Vorbereitung auf kriegsbedingte Risiken
Das Bundesamt für Strahlenschutz (BfS) bereitet sich auf kriegsbedingte Risikoszenarien vor.BfS-Präsidentin Inge Paulini erklärte der „Rheinischen Post“, dass sich der Fokus des Amtes verändert habe. Während klassische Risiken durch den Atomausstieg in Deutschland kleiner geworden seien,seien neue Risiken hinzugekommen.
Neue Bedrohungslage
Paulini betonte, dass es früher unvorstellbar gewesen sei, dass Kernkraftwerke und kerntechnische Anlagen in Kriegen zu Kampfzonen oder Angriffszielen werden könnten.Dies sei jedoch in der Ukraine geschehen und auch beim Krieg im Nahen Osten gerieten Kraftwerke ins Visier.
Überwachung und Vorsorge
Die Mitarbeiter des bfs überwachen kontinuierlich die Daten von Messeinrichtungen für Radioaktivität in der Ukraine und den Nachbarländern. Mit Unterstützung des Deutschen Wetterdienstes wird berechnet, ob und wann Luftmassen aus der Ukraine nach Deutschland gelangen könnten. Für den Nahen Osten sei aufgrund der Entfernung nicht zu erwarten, dass Schutzmaßnahmen in Deutschland notwendig werden.

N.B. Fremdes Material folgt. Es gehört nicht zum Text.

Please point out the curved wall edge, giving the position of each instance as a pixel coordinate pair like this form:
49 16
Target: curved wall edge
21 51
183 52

Verbesserte Notfallvorsorge
Deutschland sei 40 Jahre nach der Reaktorkatastrophe von Tschernobyl besser für den Notfall gerüstet,so Paulini. Es gebe klare Regeln und zentrale Stellen, die im Bund zuständig seien. Das Radiologische Lagezentrum des Bundes im Bundesumweltministerium fungiere als zentraler Krisenstab. Nach den Katastrophen von Tschernobyl und Fukushima wurden die Strahlenschutz-Notfallsysteme überarbeitet. Bundeseinheitliche Richtlinien legen fest, ab welchen Strahlungswerten evakuierungen, Aufenthalt in Gebäuden oder die Einnahme von Jodtabletten sinnvoll seien. Paulini betonte, dass die Einnahme von Jodtabletten nur auf Empfehlung der Behörden erfolgen solle.